Par Vincent Carter Kazadi et Congo Intelligence
La question de la révision constitutionnelle pour permettre à Félix Tshisekedi de briguer un troisième mandat a soulevé un débat intense au sein de la classe politique et de la société civile en République démocratique du Congo. Les articles 217, 219 et 212 de la Constitution sont souvent cités comme les fondements juridiques qui rendent cette démarche impossible. Une analyse approfondie de ces articles montre que toute tentative de modification serait non seulement illégale, mais constituerait aussi une violation flagrante de l’État de droit.
Article 217 : Les conditions de révision
L’article 217 stipule les procédures pour réviser la Constitution. Il indique que certaines dispositions peuvent être modifiées, mais cela doit se faire selon un processus rigoureux impliquant soit le Parlement, soit un référendum populaire. Toutefois, cet article établit également des limites claires sur les éléments fondamentaux de la Constitution qui sont intouchables.
Article 219 : Les dispositions intangibles
L’article 219 de la Constitution précise les clauses dites intangibles ou non révisables. Parmi elles figure la limitation des mandats présidentiels à deux mandats consécutifs. Cet article est clair et explicite : cette disposition ne peut en aucun cas être modifiée, même par un référendum.
Un expert en droit constitutionnel explique :
« Contrairement à d’autres pays africains où les Constitutions permettent des révisions plus flexibles, la Constitution de la RDC est verrouillée sur des points essentiels comme le nombre de mandats présidentiels. Toute tentative de révision de ces clauses constituerait une violation de la souveraineté nationale. »
Article 220 : Une barrière infranchissable
L’article 220 va encore plus loin en renforçant le caractère intangible de certaines dispositions, notamment celles liées à la limitation des mandats présidentiels. Cet article interdit formellement toute modification qui pourrait permettre à un président en exercice de briguer un troisième mandat.

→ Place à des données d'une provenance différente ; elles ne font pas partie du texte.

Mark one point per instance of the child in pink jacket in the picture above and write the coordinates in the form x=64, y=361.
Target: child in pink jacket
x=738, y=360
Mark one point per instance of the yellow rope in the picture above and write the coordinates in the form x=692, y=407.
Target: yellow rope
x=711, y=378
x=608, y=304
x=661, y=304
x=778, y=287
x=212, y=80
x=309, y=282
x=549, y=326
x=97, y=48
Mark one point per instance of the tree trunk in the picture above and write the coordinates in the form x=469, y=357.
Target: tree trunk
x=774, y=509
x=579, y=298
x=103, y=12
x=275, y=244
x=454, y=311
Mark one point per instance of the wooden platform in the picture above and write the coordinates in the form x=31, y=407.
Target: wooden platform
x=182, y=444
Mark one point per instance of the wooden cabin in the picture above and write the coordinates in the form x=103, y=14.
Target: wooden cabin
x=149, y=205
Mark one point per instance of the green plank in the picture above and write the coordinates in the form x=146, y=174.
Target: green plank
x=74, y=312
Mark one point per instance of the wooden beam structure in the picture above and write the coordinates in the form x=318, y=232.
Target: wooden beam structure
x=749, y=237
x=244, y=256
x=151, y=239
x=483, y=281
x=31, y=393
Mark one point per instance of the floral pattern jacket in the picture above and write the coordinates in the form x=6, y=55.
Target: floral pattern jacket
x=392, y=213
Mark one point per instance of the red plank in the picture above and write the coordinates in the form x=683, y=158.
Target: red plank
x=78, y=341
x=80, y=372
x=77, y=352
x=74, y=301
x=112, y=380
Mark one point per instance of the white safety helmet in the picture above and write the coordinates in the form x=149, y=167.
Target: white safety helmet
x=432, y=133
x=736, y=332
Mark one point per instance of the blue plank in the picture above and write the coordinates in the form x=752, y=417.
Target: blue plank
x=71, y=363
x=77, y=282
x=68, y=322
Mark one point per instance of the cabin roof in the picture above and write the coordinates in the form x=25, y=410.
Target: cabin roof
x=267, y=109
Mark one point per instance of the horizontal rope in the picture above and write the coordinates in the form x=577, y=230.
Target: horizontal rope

Tshisekedi : Entre mensonge et manipulation
Félix Tshisekedi a tenté de justifier son ambition en évoquant des exemples d’autres pays africains où des Constitutions ont été modifiées pour prolonger des mandats présidentiels. Cependant, les experts rappellent que chaque pays a ses propres lois et que la Constitution de la RDC ne suit pas le même modèle.
« Affirmer que la RDC peut simplement copier ce qui se fait ailleurs est une manipulation grossière, » déclare un analyste politique. « Ici, la loi est claire : les deux mandats sont une limite infranchissable. »
Les conséquences d’une tentative de modification
Si Tshisekedi persiste dans cette voie, il risque de déclencher une crise politique majeure. Selon l’article 64 de la Constitution, les citoyens congolais ont le droit de s’opposer à toute tentative de prise de pouvoir par des moyens anticonstitutionnels.
« Modifier ou tenter de contourner la Constitution serait perçu comme un coup d’État, » avertit un juriste. « Le président s’exposerait à une accusation de haute trahison, avec des conséquences juridiques et politiques graves. »
Conclusion
Les articles 217, 219 et 220 de la Constitution congolaise forment un rempart solide contre toute tentative de prolongation illégale du pouvoir présidentiel. Toute tentative de modification visant à instaurer un troisième mandat serait une violation flagrante de la loi et un défi à la volonté populaire.
Le peuple congolais, fort de son droit inscrit dans l’article 64, reste vigilant face à ces manœuvres. La souveraineté nationale ne saurait être sacrifiée sur l’autel des ambitions personnelles. Deux mandats, et c’est fini.